File 3: ingress.yaml (The External URL)

This file creates an Ingress, which manages all traffic from outside the cluster. It creates a powerful Google Cloud L7 (HTTP/S) Load Balancer and configures it to route traffic based on a public URL.
---
apiVersion: networking.k8s.io/v1
kind: Ingress
metadata:
  name: myapp-ingress
spec:
  ingressClassName: gce
  rules:
  - host: egldeployment.hcl-software.com
    http:
      paths:
      - path: /
        pathType: Prefix
        backend:
          service:
            name: myapp-svc
            port:
              number: 80



Key Points Explanation:

Key Purpose
kind: Ingress Tells Kubernetes to create an Ingress resource.
ingressClassName: gce This is a critical line for GKE. It specifically commands GKE to use its native Google Cloud Load Balancer controller.
host: egldeployment... This is the public DNS name.

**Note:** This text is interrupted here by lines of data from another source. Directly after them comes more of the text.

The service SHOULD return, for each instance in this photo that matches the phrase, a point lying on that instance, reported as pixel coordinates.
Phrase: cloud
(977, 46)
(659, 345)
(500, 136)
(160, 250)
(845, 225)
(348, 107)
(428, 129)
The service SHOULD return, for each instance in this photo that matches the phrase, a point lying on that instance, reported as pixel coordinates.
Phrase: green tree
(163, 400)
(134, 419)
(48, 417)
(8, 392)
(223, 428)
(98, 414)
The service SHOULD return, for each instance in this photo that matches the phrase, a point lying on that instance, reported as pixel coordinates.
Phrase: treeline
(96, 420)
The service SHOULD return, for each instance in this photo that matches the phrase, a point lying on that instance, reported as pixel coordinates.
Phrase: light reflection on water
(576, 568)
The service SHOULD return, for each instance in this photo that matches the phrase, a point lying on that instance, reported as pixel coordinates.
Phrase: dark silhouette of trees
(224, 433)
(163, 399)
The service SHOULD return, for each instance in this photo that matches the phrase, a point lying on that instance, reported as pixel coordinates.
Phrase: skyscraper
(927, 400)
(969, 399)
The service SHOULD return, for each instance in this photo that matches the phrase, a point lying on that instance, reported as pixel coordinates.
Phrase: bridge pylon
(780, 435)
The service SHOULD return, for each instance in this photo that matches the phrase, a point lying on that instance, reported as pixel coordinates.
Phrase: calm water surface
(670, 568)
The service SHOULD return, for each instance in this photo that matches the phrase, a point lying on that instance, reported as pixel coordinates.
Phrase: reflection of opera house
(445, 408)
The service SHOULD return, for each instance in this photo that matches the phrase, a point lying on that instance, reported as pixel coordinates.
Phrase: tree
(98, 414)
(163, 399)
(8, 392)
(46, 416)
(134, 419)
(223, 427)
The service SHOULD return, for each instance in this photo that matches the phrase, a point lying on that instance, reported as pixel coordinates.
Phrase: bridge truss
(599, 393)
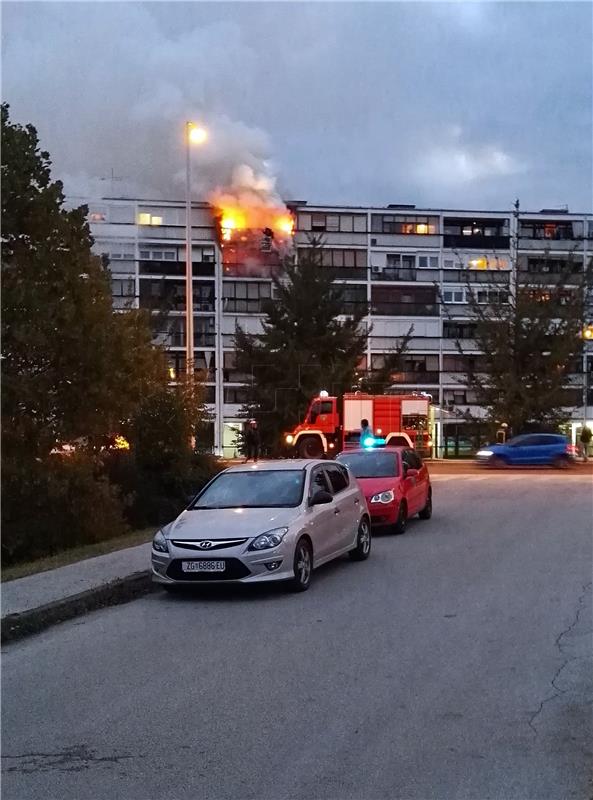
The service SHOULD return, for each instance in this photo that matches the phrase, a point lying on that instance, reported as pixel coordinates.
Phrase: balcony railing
(405, 309)
(486, 243)
(415, 378)
(394, 274)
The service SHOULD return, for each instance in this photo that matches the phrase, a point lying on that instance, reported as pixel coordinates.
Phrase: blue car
(529, 450)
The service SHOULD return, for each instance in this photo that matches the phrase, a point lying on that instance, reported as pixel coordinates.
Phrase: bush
(155, 495)
(55, 505)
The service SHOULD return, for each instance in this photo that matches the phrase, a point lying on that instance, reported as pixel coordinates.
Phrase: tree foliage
(528, 337)
(71, 366)
(307, 344)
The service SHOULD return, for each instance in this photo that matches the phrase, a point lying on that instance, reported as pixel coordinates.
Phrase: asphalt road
(455, 663)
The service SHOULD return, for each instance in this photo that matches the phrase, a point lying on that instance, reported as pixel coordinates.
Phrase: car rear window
(374, 464)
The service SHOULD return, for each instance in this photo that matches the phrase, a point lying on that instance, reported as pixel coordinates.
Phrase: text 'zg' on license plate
(203, 566)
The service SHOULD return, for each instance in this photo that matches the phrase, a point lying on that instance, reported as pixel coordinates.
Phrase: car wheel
(426, 512)
(310, 447)
(401, 522)
(363, 541)
(303, 566)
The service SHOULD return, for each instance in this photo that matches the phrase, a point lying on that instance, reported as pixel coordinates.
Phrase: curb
(122, 590)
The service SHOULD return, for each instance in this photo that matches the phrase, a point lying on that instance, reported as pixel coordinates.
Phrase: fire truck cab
(332, 424)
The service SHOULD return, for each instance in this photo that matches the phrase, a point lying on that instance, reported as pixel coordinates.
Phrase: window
(235, 395)
(242, 297)
(144, 218)
(338, 478)
(123, 288)
(404, 225)
(318, 481)
(454, 296)
(340, 258)
(458, 330)
(332, 223)
(492, 296)
(353, 299)
(320, 408)
(204, 331)
(428, 262)
(539, 229)
(404, 301)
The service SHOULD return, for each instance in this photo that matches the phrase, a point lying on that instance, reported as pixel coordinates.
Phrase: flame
(231, 220)
(285, 224)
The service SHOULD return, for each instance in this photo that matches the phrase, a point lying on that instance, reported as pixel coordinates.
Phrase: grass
(77, 554)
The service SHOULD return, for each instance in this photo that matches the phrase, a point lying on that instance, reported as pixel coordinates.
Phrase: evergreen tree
(72, 367)
(306, 345)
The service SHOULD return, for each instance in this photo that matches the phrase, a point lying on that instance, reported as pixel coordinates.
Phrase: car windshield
(371, 465)
(253, 489)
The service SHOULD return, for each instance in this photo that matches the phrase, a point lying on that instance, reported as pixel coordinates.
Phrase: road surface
(454, 664)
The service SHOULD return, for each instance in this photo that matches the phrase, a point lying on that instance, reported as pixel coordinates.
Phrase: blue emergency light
(372, 441)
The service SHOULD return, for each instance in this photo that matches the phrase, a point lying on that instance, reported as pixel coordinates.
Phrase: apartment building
(399, 261)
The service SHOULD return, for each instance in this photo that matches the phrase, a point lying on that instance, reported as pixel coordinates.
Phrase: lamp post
(197, 135)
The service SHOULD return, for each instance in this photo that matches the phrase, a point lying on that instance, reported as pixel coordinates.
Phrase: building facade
(408, 266)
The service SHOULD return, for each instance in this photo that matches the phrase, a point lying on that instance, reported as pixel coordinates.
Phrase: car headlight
(268, 539)
(159, 543)
(383, 497)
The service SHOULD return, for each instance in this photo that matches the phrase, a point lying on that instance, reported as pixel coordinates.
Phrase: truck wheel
(310, 447)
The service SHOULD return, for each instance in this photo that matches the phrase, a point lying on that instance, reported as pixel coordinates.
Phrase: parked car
(531, 449)
(395, 482)
(270, 521)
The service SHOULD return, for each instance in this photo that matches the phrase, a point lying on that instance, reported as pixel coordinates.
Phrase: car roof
(283, 464)
(389, 449)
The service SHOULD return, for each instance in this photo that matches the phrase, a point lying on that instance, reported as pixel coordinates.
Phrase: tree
(72, 367)
(307, 345)
(527, 335)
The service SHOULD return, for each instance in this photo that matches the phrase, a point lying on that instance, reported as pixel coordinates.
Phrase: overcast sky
(439, 104)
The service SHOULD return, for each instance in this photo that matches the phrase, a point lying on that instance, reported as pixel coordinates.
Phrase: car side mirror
(321, 498)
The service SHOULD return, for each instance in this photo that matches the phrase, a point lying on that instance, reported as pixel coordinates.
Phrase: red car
(395, 482)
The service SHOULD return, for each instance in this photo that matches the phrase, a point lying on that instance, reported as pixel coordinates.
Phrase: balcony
(416, 378)
(477, 242)
(394, 274)
(405, 309)
(347, 273)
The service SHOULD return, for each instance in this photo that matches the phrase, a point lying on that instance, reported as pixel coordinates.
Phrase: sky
(451, 105)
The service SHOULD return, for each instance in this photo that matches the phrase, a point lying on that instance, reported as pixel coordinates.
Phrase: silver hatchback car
(271, 521)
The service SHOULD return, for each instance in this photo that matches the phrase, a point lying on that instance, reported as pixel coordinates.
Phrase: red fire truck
(332, 424)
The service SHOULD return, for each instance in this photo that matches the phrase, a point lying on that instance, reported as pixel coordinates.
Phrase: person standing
(366, 432)
(585, 440)
(252, 441)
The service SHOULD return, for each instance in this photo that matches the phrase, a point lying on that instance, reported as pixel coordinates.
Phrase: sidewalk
(33, 603)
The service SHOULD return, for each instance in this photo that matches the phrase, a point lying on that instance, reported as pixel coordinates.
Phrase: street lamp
(194, 135)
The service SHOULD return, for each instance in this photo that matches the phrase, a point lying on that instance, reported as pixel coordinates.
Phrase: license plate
(203, 566)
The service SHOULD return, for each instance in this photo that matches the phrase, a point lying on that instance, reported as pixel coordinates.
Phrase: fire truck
(332, 424)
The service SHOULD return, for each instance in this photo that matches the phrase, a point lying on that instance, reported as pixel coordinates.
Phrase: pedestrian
(366, 432)
(585, 439)
(252, 441)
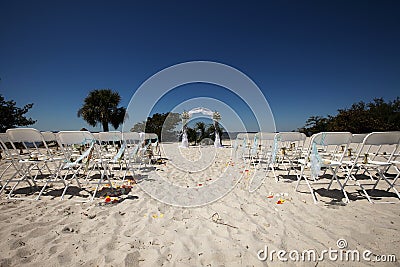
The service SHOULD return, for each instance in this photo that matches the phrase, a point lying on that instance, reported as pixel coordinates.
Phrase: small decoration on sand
(110, 200)
(280, 201)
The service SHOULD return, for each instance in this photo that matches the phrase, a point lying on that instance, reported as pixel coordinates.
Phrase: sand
(231, 231)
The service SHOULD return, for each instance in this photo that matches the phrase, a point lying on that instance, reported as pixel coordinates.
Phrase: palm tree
(101, 106)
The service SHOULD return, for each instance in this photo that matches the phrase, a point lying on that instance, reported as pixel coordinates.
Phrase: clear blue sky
(307, 57)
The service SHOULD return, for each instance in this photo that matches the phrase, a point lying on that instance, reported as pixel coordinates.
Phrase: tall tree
(13, 116)
(101, 106)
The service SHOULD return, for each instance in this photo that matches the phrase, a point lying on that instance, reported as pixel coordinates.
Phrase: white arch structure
(207, 112)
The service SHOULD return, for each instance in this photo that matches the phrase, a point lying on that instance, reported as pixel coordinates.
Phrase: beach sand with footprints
(139, 230)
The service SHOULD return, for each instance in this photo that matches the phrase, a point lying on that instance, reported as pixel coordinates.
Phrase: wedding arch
(186, 115)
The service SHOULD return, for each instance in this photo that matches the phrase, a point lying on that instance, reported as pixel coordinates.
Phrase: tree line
(101, 106)
(361, 117)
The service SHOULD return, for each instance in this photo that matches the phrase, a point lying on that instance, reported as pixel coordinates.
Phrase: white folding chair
(290, 147)
(324, 152)
(9, 153)
(82, 153)
(368, 160)
(152, 143)
(39, 158)
(134, 151)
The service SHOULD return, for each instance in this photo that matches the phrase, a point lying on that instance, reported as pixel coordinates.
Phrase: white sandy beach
(141, 231)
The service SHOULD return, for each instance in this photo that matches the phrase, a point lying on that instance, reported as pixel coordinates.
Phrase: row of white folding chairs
(79, 151)
(329, 151)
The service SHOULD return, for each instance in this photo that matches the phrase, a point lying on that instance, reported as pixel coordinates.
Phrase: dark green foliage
(12, 116)
(359, 118)
(101, 106)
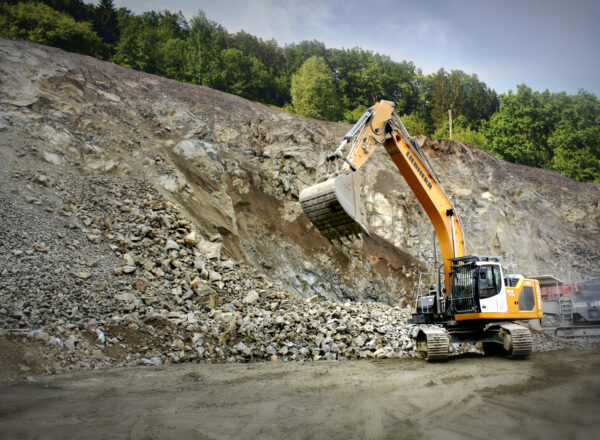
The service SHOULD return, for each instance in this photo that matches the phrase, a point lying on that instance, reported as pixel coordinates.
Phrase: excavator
(475, 302)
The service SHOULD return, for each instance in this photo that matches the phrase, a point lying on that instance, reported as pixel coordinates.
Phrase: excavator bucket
(334, 206)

The Ingress will watch for traffic with this "Host" header. (You must point this DNS record to the Ingress's external IP).
backend: service: name This is the final link in the chain. It says: "Any traffic that matches this host (egldeployment...) and path (/) should be sent to the Service named myapp-svc."
port: number: 80 This specifies which port on myapp-svc to send the traffic to. This matches the port: 80 defined in your service.yaml.

How They All Connect (The Traffic Flow)

This is the complete path your user's request will take:

  1. A user navigates to http://egldeployment.hcl-software.com.
  2. DNS points the user to the L7 Google Cloud Load Balancer (created by your Ingress.yaml).
  3. The Ingress sees the request for this host and forwards it to the internal Service myapp-svc (defined in your service.yaml) on port 80.
  4. The Service uses its selector to find a healthy Pod with the label app: myapp (managed by your Deployment.yaml).
  5. The Service forwards the request to that Pod's targetPort, which is 8080.
  6. The Tomcat Container running in the Pod receives the request on port 8080 and serves the EGL application.